Ege’de Bir Sahil Kasabası 3 Yıl Önce
Birçok insan, ilgi duyduğu bir meslek yerine, kendine iş olanağı sağlayan, işsiz kalmayacağı bir meslek seçimi yapmak zorunda kalmaktadır. Bu da ne başarı getirir, ne de mutluluk.
Yavuz 3 Yıl Önce
Ben bu 4 özelliğe de sahibim. Ama başarılı olamıyorum. Neden? Çünkü Türkiye'de yaşıyorum.
m.şakir 3 Yıl Önce
Benim dörtlüm : Hırs, haset, kıskançlık, aşağılık kompleksi
m.şakir 3 Yıl Önce
Benim dörtlüm : Hırs, haset, kıskançlık, aşağılık kompleksi Bir de bunları deneseniz :)))
m.şakir 3 Yıl Önce
Yavuz'a cevap yazdım ama yukarıda çıkmış
Ahmet 3 Yıl Önce
Haklısınız. Çünkü bizde de başarısızlığa ulaşmanın dört sırrı geçerli: Cehalet, liyakatsizlik, boşvermişlik, başarılı olanı kıskanıp çelmelemeye kalkmak.
anonim 3 Yıl Önce
KKTC'de de durum çok farklı olmasa gerek.
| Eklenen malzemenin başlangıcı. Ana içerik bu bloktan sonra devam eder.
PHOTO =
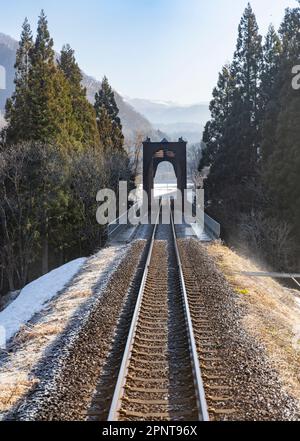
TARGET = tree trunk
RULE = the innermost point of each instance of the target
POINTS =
(45, 256)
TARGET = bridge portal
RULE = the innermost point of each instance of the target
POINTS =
(156, 152)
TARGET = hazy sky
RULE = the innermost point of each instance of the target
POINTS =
(157, 49)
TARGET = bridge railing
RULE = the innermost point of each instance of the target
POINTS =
(212, 226)
(115, 225)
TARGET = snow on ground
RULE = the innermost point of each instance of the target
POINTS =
(34, 296)
(28, 347)
(272, 312)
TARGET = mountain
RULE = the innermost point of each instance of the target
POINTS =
(174, 119)
(132, 120)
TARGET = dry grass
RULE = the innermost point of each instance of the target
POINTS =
(273, 313)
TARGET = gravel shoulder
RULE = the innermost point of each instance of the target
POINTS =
(37, 357)
(256, 390)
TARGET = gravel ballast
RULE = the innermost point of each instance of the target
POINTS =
(255, 391)
(70, 372)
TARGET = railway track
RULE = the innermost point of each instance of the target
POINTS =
(160, 377)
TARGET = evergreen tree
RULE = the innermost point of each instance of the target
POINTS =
(272, 51)
(17, 108)
(232, 135)
(85, 126)
(109, 123)
(282, 164)
(247, 66)
(50, 102)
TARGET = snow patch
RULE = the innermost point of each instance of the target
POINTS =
(34, 296)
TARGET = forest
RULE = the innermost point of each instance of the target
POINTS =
(57, 151)
(253, 144)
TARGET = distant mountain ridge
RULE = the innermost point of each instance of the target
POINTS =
(132, 120)
(174, 119)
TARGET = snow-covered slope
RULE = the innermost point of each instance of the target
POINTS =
(34, 296)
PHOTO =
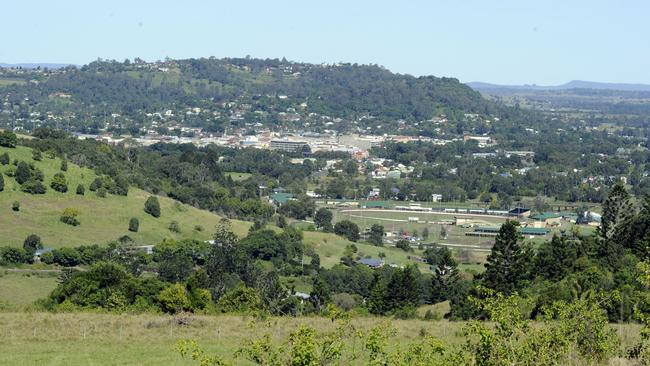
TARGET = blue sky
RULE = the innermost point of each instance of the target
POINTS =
(501, 41)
Bakın Reşat Akar da, bu konuya benzer bir şey yazmış. Niye Kıbrıslılar İngiltere'ye gidiyor, diye? Yetenek her ulusta var ama imkan her devlette yok. O devletleri yöneten başarısız kişiler, başarılı olabileceklere imkan sağlamaktansa kendi maddi, manevi menfaatlerini düşünüyor.
Ruh İkizi 3 Yıl Önce
Sayın MM, Yorumcuları okuyunca, aşağıdaki öyküyü paylaşmadan edemedim. 70’li yılların ortası. Bir kasabaya Ortaokul açılır.Kasaba eşrafından bir öğretmen, müdür olarak atanır. Müdür kız kardeşinin eşini, katip olarak işe alır. Katip de kız kardeşinin eşini, müstahdem olarak işe alır.Bir de müdür yardımcısı lazımdır ama, müdürün küçük kız kardeşinin eşi, henüz stajyerdir; o da beklenir ve müdür yardımcısı olarak atanır. Buyrun arkadaşlar size, canım memleketimin başarı öyküsünden dört dörtlük bir başarı öyküsü. İlgili okulu artık, hangi Oskar’a aday gösterirsiniz; siz bilirsiniz?
Yücel Sezer 3 Yıl Önce
Nadya Komaneçi yi örnek alabiliriz, nacizhane, Montreal 1976 izlediniz mi?
Turkish power 3 Yıl Önce
80 i devirince romantik yazılara vurdurmak5.sir olabilir mi
Ilker Cankara 3 Yıl Önce
Benim basari icin kendi gelistirdigim formul, Q-P formulu. Quadruple P. Passion, patience, persistence and planning.. Bunu yapan ve hayattan ne istedigini bilen bir adam her istedigine ulasabilir. Tutku, sabir, israrcilik ve planlama..
Handan Ünlü 3 Yıl Önce
Başarılı insanların beyin yapılarının benzemesi çok doğal çünkü hepsi de merak ederler ve merak ettikleri şeyin nedenini çözmeye çalışırlar. Ya da kendilerine zor gelen bir işi nasıl daha kolaya indirgeyebileceğinin çaresini ararlar. Ya da ,eski yöntemlerle büyük bir israfa neden olan kullanım biçimini nasıl önleyebileceğinin cevabını bulmaya çalışırlar. Hepsinin de kökeninde merak ve çözüm getirmek için ne yapması gerektiğini düşünmek yatar.Allah insanı tekamül edecek bir varlık olarak yaratmıştır. Bunun için de onu akıl denilen bir hazineye donatarak yer yüzüne göndermiştir.